AlloHCT may also represent a treatment option for select cHL patients who relapse after AHCT. Outcomes vary according to the conditioning regimen prior to alloHCT. In a retrospective trial by the European Group for Blood and Marrow Transplantation, treatment-related mortality was significantly higher in patients undergoing alloHCT with a myeloablative approach than with reduced-intensity conditioning, but there was no significant difference in survival between the groups.
Although we do not routinely recommend a second AHCT for patients with recurrent cHL, it is reasonable to consider this for those with late relapses who may not have an available donor for alloHCT. However, this may increase the risks of therapy-related MDS and secondary AML.

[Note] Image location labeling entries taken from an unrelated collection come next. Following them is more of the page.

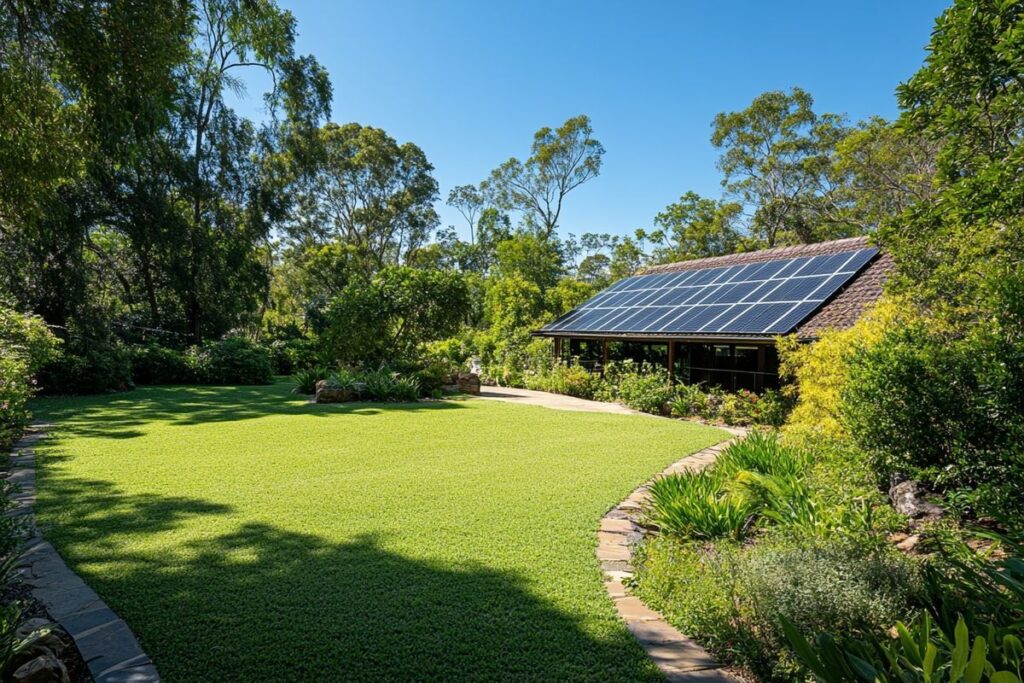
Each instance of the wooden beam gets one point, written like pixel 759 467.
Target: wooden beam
pixel 672 361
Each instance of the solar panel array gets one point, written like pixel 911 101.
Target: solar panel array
pixel 767 298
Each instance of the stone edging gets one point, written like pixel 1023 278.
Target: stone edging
pixel 679 657
pixel 108 645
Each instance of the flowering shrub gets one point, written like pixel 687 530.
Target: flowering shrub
pixel 26 344
pixel 568 379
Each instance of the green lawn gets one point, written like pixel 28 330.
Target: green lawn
pixel 248 535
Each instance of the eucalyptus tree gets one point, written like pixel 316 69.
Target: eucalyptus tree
pixel 560 160
pixel 230 188
pixel 776 157
pixel 368 190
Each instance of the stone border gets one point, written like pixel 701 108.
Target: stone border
pixel 108 645
pixel 679 657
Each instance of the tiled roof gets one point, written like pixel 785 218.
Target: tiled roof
pixel 848 305
pixel 839 313
pixel 797 251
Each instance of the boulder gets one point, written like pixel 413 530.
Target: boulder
pixel 331 394
pixel 908 499
pixel 909 544
pixel 44 669
pixel 468 383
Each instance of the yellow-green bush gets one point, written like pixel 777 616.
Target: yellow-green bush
pixel 818 372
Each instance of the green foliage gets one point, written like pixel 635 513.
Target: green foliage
pixel 643 387
pixel 376 194
pixel 289 355
pixel 26 345
pixel 389 316
pixel 817 374
pixel 731 598
pixel 695 505
pixel 969 630
pixel 232 360
pixel 15 389
pixel 947 411
pixel 568 379
pixel 159 365
pixel 305 380
pixel 697 227
pixel 776 157
pixel 763 453
pixel 88 366
pixel 560 161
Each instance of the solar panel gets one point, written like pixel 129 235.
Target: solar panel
pixel 766 298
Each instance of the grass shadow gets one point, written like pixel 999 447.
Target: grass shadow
pixel 264 603
pixel 118 415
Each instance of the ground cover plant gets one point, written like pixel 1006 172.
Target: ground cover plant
pixel 246 534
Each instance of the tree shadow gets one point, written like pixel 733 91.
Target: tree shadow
pixel 118 416
pixel 265 603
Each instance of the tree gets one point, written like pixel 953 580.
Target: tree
pixel 469 202
pixel 530 256
pixel 82 99
pixel 882 170
pixel 228 207
pixel 775 160
pixel 958 250
pixel 386 317
pixel 697 227
pixel 370 191
pixel 560 161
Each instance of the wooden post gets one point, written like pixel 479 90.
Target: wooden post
pixel 759 379
pixel 672 361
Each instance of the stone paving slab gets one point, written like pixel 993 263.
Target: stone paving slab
pixel 105 642
pixel 679 657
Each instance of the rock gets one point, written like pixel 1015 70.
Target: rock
pixel 50 640
pixel 908 544
pixel 908 499
pixel 468 383
pixel 44 669
pixel 329 394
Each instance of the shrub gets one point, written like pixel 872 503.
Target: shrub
pixel 232 360
pixel 15 389
pixel 159 365
pixel 305 380
pixel 765 454
pixel 643 387
pixel 732 598
pixel 406 389
pixel 819 372
pixel 88 367
pixel 27 337
pixel 695 505
pixel 568 379
pixel 291 355
pixel 970 628
pixel 688 401
pixel 946 410
pixel 26 345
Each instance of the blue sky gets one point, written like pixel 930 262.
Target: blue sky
pixel 469 82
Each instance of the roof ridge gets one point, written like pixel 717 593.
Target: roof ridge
pixel 793 251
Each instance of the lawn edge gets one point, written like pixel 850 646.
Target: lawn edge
pixel 679 658
pixel 104 640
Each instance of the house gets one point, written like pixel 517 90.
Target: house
pixel 715 319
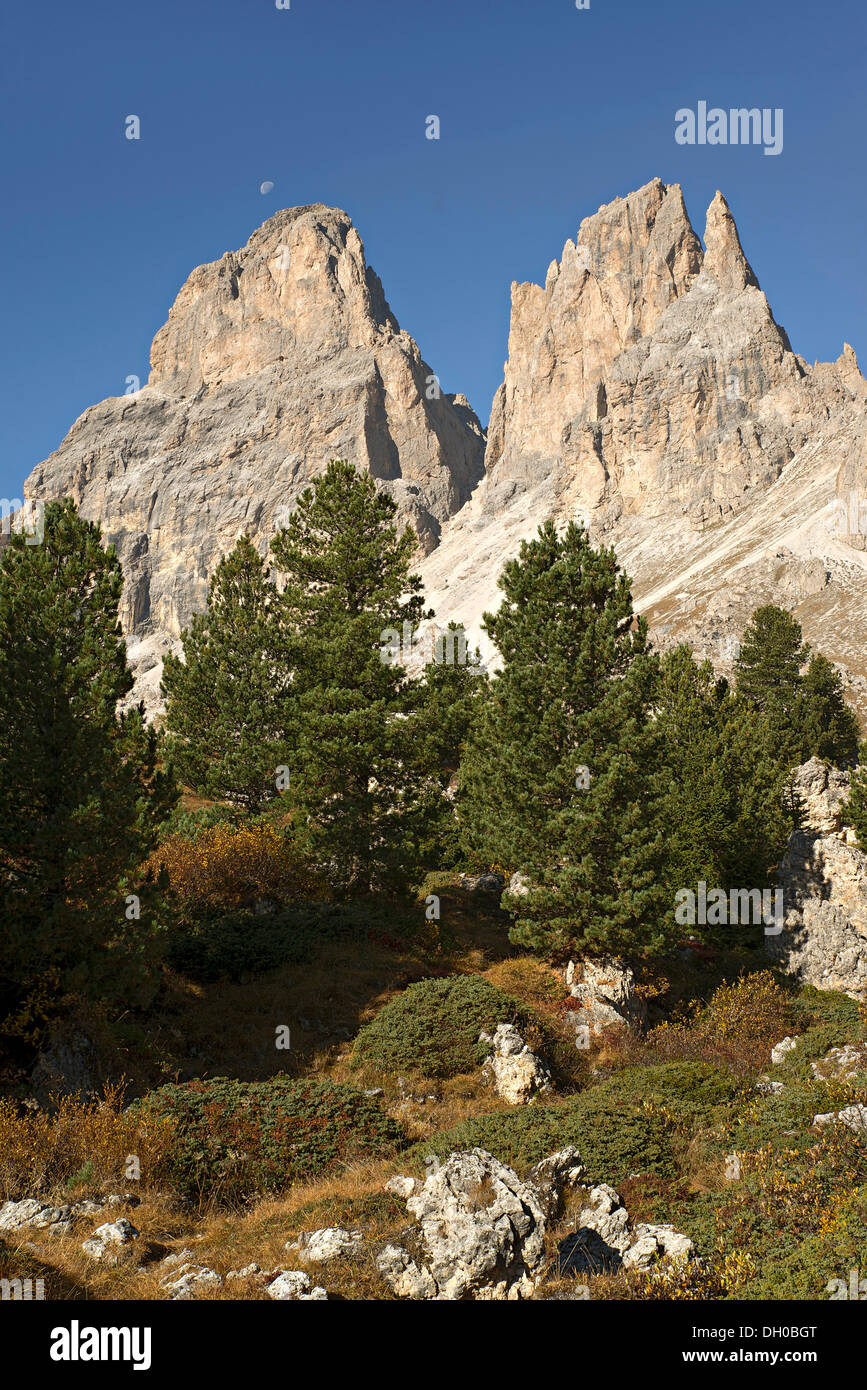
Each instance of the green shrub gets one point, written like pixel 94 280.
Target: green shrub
pixel 434 1026
pixel 695 1093
pixel 246 943
pixel 613 1141
pixel 631 1123
pixel 236 1139
pixel 814 1007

AlloHCT may offer prolonged disease control to select patients with a suitable human leukocyte antigen-matched donor, particularly younger patients with an available donor and a low comorbidity index. Many other factors play a role in the decision to proceed with alloHCT, including chemosensitivity, patient compliance, and the risks of transplant-related mortality and long-term GVHD.
Multiple pathways are dysregulated in cHL, including nuclear factor-κB, phosphatidylinositol kinase/AKT, mammalian target of rapamycin, and cell-surface receptors signaling through CD30 and CD40, as well as an ineffective immune cell infiltrate leading to malignant RS cell escape.
Some biologic agents in clinical development have shown significant activity in this setting (including lenalidomide, everolimus, and panobinostat). Novel approaches, including the use of chimeric antigen receptor T-cells targeting CD30 are also under investigation for patients with cHL, which may offer exciting new treatment options.